The craic was good, although with themes including unconsenting anal sex with Gordon Ramsay at knifepoint, I guess you had to be there. By the time it came to service, however, I had all but stopped caring about the food, which was a mistake because a few unnecessary errors crept in in those vital few minutes. And the thought of eating it was a million miles away. But the audience was bowled over.

And so it should have been, faced as it was with a mouthwatering amuse of lobster-stuffed mango raviolis served on two spinach leaves and garnished with iced red pepper skin, followed by an outrageously aromatic celeriac soup with smoked salmon&creme fraiche and garnished with parsley oil and a small herb salad, venison in rich game sauce with a perfect square of creamy potatoes and spoons of red cabbage, shredded and braised with red wine, star anise and apple, and savoy, tossed in wholegrain mustard and cream, all finished with a boule of brown-bread ice cream served atop a small slab of warm, gooey oaty biscuit surrounded by a deep crimson rose sauce, and dusted off with coffee, truffles (the jellies didn’t work out) and a 12 year-old Jura, which we were just in time to pour having changed out of our whites.

It was the first drink I had had in 9 months, and it felt right to toast my friend the real genius behind the meal. And to my surprise it felt like it was only the day before when I had last had a whisky. It was horrible. I was looking at half-empty wine bottles in an unnerving light for the rest of the evening, but have never been surer that I still have some way to go, if ever, before I can drink properly.

And I have learned a few things about deluded fantasies too. I don’t want to work in a kitchen. The job is hard, hot and repetitive. Service is unrelenting. And this is with a single set menu prepared mostly a day in advance. And just as in the home, people seem to gravitate towards the kitchen and hover around it like confused parents, trying to endow themselves with a sense of purpose in the face of utter disinterest or even contempt. Because being in the kitchen fuels the ego. People are relying on your mysterious ability to prepare things they don’t understand and your territory is clearly defined. Kitchens are also the stationary hubs of small-scale establishments. And this wedding needed a lot of sticking together.

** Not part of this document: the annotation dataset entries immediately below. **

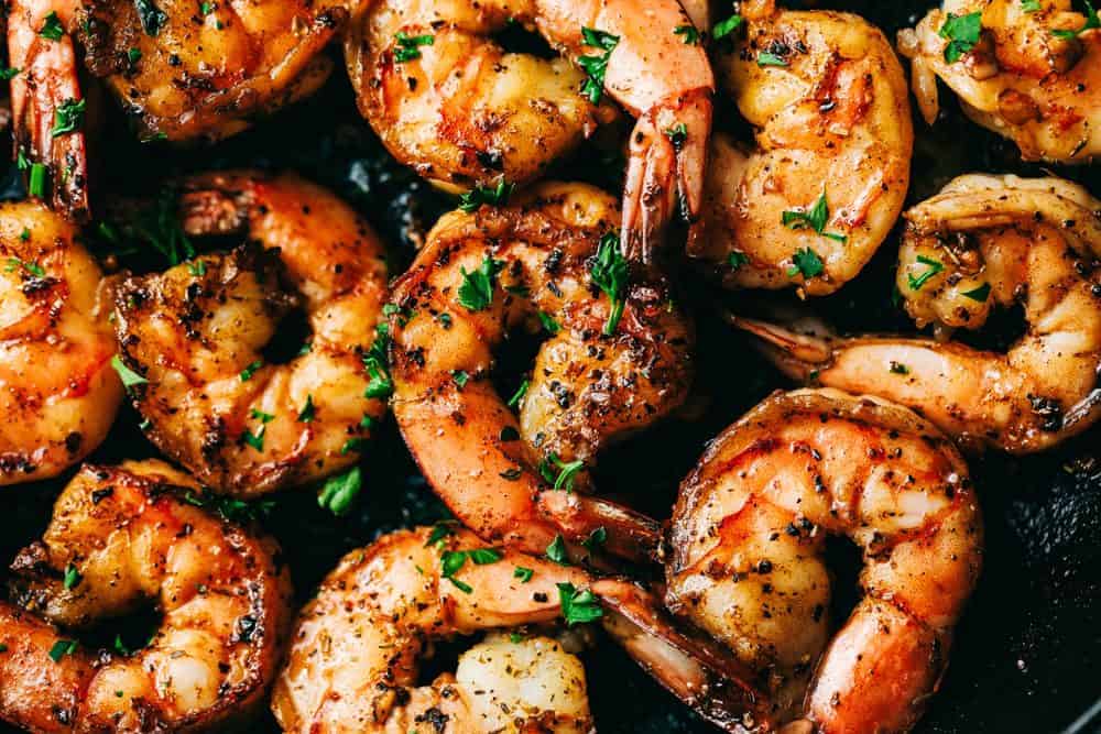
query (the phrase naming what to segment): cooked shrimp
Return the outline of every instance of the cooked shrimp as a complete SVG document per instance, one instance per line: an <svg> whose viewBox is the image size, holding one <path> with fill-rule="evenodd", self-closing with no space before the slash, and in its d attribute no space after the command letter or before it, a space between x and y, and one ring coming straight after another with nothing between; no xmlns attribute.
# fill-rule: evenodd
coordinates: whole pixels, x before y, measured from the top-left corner
<svg viewBox="0 0 1101 734"><path fill-rule="evenodd" d="M947 0L898 34L926 122L937 79L978 124L1026 161L1089 163L1101 154L1101 33L1072 0Z"/></svg>
<svg viewBox="0 0 1101 734"><path fill-rule="evenodd" d="M0 485L78 462L122 401L102 274L76 237L43 206L0 205Z"/></svg>
<svg viewBox="0 0 1101 734"><path fill-rule="evenodd" d="M962 176L906 213L898 291L918 325L981 328L1021 304L1004 354L744 321L789 374L916 408L966 446L1042 451L1101 417L1101 201L1058 178Z"/></svg>
<svg viewBox="0 0 1101 734"><path fill-rule="evenodd" d="M205 484L239 496L345 469L385 410L364 366L386 295L384 252L367 222L295 176L197 176L181 193L189 234L243 235L116 293L122 359L146 435ZM297 357L262 349L301 306L313 330ZM370 395L370 397L369 397Z"/></svg>
<svg viewBox="0 0 1101 734"><path fill-rule="evenodd" d="M194 732L258 710L291 621L290 577L274 541L203 502L160 461L80 470L43 540L15 559L13 603L0 602L0 719L35 732ZM163 621L142 649L95 651L63 632L145 602Z"/></svg>
<svg viewBox="0 0 1101 734"><path fill-rule="evenodd" d="M827 646L828 535L864 568ZM671 539L671 609L760 672L778 720L829 734L909 730L982 559L952 443L902 406L833 390L776 393L723 431L680 487Z"/></svg>
<svg viewBox="0 0 1101 734"><path fill-rule="evenodd" d="M65 32L77 0L13 0L8 7L12 134L30 194L72 219L88 217L88 162L80 130L87 105ZM58 119L58 112L63 118Z"/></svg>
<svg viewBox="0 0 1101 734"><path fill-rule="evenodd" d="M456 675L416 686L434 640L564 615L601 620L663 684L738 731L752 701L723 677L737 665L663 627L658 607L629 582L488 549L464 529L393 533L345 556L302 611L272 711L283 731L312 734L591 731L584 669L543 637L491 638Z"/></svg>
<svg viewBox="0 0 1101 734"><path fill-rule="evenodd" d="M752 6L752 7L751 7ZM906 80L862 18L745 3L745 39L718 44L720 87L756 130L711 142L706 237L690 254L724 285L833 293L898 219L914 146Z"/></svg>
<svg viewBox="0 0 1101 734"><path fill-rule="evenodd" d="M690 324L658 281L628 282L614 199L544 184L509 207L445 216L394 284L393 410L436 492L489 543L542 552L607 526L609 549L652 552L655 523L568 491L607 442L677 407ZM610 284L611 298L600 283ZM542 319L520 419L490 381L492 350ZM522 388L523 392L524 388Z"/></svg>
<svg viewBox="0 0 1101 734"><path fill-rule="evenodd" d="M85 95L69 34L142 140L218 140L321 86L333 62L320 52L345 24L346 4L15 0L8 47L21 69L12 79L17 150L46 166L36 175L55 205L83 218Z"/></svg>
<svg viewBox="0 0 1101 734"><path fill-rule="evenodd" d="M608 118L631 135L623 242L650 260L677 207L700 212L713 78L676 0L378 0L346 58L360 110L400 161L453 190L526 183ZM505 53L491 34L536 30L580 66ZM678 134L671 131L679 130Z"/></svg>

Since my return I have bee eying food more mechanically than usual, feeding the pair of us with random suppers of bacon&chili penne; potato, spinach and mackerel soup; mushroom risotto;

pot roasted pheasant with truffle and walnut stuffing; herring in oatmeal with a watercress, spinach and rocket salad; a “stampot” wank-style, comprising crushed roast potatoes with bacon, savoy cabbage and a thick mustard sauce; and tonight, another pair of herring, slashed and grilled and eaten with bread, lemon and salad. And yesterday I walked into the old tranny café at the end of my street and asked how much they wanted for it. What the fuck am I thinking?